DICE-BENCH: Evaluating Tool-Use in Multi-Party Dialogues

Abstract

Existing function-calling benchmarks focus on single-turn interactions and overlook the complexity of real-world scenarios. To quantify how existing benchmarks address practical applications, we introduce DICE-SCORE, a metric that evaluates the dispersion of tool-related information such as function name and parameter values throughout the dialogue.

Analyzing existing benchmarks through DICE-SCORE reveals notably low scores, highlighting the need for more realistic scenarios. To address this gap, we present DICE-BENCH, a framework that constructs practical function-calling datasets by synthesizing conversations through a tool graph that maintains dependencies across rounds and a multi-agent system with distinct personas to enhance dialogue naturalness.

The final dataset comprises 1,607 high-DICE-SCORE instances. Our experiments on 19 LLMs with DICE-BENCH show that significant advances are still required before such models can be deployed effectively in real-world settings. Even GPT-4o achieves only 64% exact match accuracy on average, with performance degrading as the number of rounds or participants increases.

Data Generation Pipeline

DICE-BENCH employs a three-stage pipeline: (1) Tool Graph Construction to model inter-tool dependencies, (2) Scenario Configuration to set dialogue parameters and personas, and (3) Dialogue Simulation using multi-agent systems to generate realistic conversations.

DICE-SCORE Metric

DICE-SCORE quantifies how challenging it is to perform a function call by measuring the dispersion of tool-related information across dialogue turns. Higher scores indicate greater difficulty as critical information becomes more scattered.

$$\text{DICE}(S,T)=\frac{\min(|S_{\neq 0}|,T)\cdot\sqrt{|S|\cdot T}}{\sum_{i\in S}\ln\left(1+\alpha S_i\right)}$$

Our experiments show a strong correlation (r ≈ -0.984) between DICE-SCORE and human performance on the task, validating its effectiveness as a difficulty metric.

Rigorous Validation Pipeline

We employ a comprehensive three-stage filtering process to ensure high-quality data:

Stage 1: Automatic Evaluation

Using G-Eval with GPT-4o to assess six criteria: Coherence, Consistency, Fluency, Human-likeness, Persona Consistency, and Relevance. Dialogues scoring below 4.0 average are removed.

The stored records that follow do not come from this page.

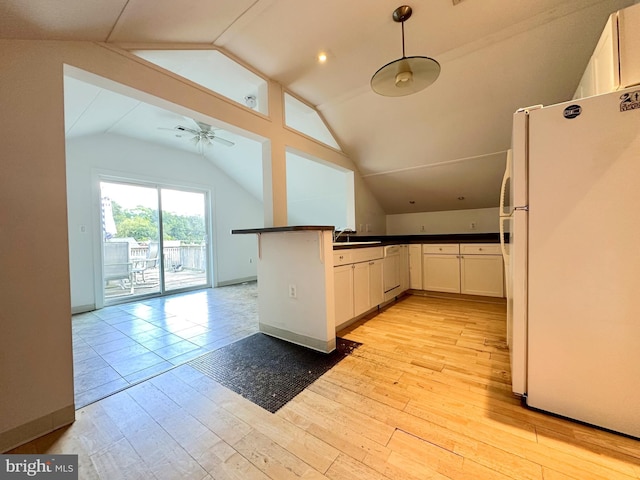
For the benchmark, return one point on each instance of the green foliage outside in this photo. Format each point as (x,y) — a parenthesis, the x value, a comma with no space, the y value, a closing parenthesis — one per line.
(141,223)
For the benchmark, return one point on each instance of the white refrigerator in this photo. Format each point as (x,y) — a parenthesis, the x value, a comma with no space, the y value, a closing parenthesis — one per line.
(571,203)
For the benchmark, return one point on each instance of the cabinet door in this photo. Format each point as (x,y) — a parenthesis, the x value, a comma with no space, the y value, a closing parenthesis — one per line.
(360,288)
(343,284)
(376,284)
(441,273)
(415,267)
(404,268)
(482,275)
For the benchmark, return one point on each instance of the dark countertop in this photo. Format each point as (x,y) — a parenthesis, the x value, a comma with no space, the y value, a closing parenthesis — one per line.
(291,228)
(409,239)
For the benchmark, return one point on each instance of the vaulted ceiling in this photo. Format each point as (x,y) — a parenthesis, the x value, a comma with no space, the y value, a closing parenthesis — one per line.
(431,148)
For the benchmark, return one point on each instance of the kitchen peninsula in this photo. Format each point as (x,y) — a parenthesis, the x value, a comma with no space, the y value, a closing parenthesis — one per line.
(295,284)
(309,286)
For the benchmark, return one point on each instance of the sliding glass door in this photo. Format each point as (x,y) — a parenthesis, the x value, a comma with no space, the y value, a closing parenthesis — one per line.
(184,239)
(154,240)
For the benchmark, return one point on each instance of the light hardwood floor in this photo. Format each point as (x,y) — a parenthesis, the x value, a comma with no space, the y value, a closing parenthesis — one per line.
(425,397)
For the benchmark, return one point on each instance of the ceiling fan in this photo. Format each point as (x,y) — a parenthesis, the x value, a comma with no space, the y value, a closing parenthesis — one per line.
(201,136)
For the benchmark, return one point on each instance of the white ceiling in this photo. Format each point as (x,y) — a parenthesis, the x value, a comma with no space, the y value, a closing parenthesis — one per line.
(429,148)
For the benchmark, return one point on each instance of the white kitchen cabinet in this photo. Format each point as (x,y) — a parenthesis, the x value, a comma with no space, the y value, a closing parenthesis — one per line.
(614,64)
(367,286)
(415,267)
(482,275)
(404,268)
(472,269)
(358,282)
(343,285)
(441,268)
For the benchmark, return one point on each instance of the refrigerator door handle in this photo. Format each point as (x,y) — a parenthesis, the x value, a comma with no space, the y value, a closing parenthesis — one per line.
(505,255)
(505,179)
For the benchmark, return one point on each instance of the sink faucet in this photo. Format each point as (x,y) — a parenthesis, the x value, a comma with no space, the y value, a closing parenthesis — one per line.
(338,233)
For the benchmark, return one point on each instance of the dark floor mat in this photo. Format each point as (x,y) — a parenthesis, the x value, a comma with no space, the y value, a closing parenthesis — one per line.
(269,371)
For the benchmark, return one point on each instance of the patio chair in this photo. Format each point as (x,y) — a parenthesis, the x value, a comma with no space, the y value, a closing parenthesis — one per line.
(141,265)
(117,263)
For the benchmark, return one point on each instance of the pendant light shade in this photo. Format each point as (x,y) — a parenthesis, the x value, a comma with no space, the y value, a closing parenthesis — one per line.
(405,75)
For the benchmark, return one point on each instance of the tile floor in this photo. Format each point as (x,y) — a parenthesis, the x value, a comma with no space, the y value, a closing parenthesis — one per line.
(118,346)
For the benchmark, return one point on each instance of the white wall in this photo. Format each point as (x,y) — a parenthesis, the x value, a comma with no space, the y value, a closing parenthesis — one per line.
(316,193)
(453,221)
(232,206)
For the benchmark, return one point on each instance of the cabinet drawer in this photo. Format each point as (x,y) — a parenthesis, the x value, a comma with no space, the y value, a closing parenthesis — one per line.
(444,248)
(366,254)
(342,257)
(356,255)
(480,249)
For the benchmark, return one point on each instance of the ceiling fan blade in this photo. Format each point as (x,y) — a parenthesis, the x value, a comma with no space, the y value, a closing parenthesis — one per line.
(223,141)
(203,126)
(192,131)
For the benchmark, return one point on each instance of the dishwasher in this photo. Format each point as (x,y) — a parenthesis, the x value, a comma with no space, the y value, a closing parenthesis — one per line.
(391,271)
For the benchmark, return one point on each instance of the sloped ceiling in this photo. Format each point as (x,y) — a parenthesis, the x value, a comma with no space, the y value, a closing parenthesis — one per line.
(431,148)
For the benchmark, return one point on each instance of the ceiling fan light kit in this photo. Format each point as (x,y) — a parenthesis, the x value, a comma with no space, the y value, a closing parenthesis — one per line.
(405,75)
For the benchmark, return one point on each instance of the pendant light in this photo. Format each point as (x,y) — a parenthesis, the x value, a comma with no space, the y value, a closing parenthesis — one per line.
(405,75)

Stage 2: Rule-Based Filtering

Removing dialogues with GPT refusals or lacking explicit AI/Assistant addressing. Authors manually review ambiguous cases.

Stage 3: Human Validation

Expert evaluation across 15 sub-criteria covering Conversation Quality, Functional Integration, and Real-World Applicability. Only dialogues scoring 10+/15 are retained.

This rigorous process filtered out 193 dialogues from the initial 1,800, resulting in 1,607 high-quality instances.

Dataset Format

The JSON below illustrates one dialogue instance of One-Round-Two-Party scenario in DICE-BENCH.

{
 "diag_id": 1,
 "metadata": {
   "diag_id": 1,
   "user_personas": {
     "agent_a": "Marketing specialist with optimistic personality",
     "agent_b": "Skeptical engineer who prefers concise answers"
   },
   "functions": ["find_restaurant", "book_hotel", ...],
   "params_ret_val": [
     {
       "function": "find_restaurant",
       "parameters": {
         "location": "San Francisco",
         "cuisine": "Thai"
       },
       "domain": "Inquiry_and_Information_Seeking",
       "return_value": {
         "restaurant_name": "Thai Palace"
       },
       "returned_nl": "I found a great Thai place called Thai Palace in San Francisco!"
     }
   ],
   "category": "Inquiry_and_Information_Seeking",
   "task": "multi_round",
   "round_num": 2,
   "agent_num": 2
 },
 "conversation": [
   {"role": "user", "content": "Any good Thai food nearby?"},
   {"role": "assistant", "content": "Sure, let me look that up for you."},
   ...
 ]
}

See the dataset card for the complete schema description.

BibTeX

@misc{jang2025dicebenchevaluatingtoolusecapabilities,
  title={DICE-BENCH: Evaluating the Tool-Use Capabilities of Large Language Models in Multi-Round, Multi-Party Dialogues},
  author={Kyochul Jang and Donghyeon Lee and Kyusik Kim and Dongseok Heo and Taewhoo Lee and Woojeong Kim and Bongwon Suh},
  year={2025},
  eprint={2506.22853},
  archivePrefix={arXiv},
  primaryClass={cs.CL},
  url={https://arxiv.org/abs/2506.22853},
}

DICE-BENCH: Evaluating the Tool-Use Capabilities of Large Language Models in Multi-Round, Multi-Party Dialogues

DICE-BENCH is the first benchmark to evaluate LLMs' ability to use tools in realistic multi-round, multi-party group chat scenarios where function-related information is dispersed across multiple speakers.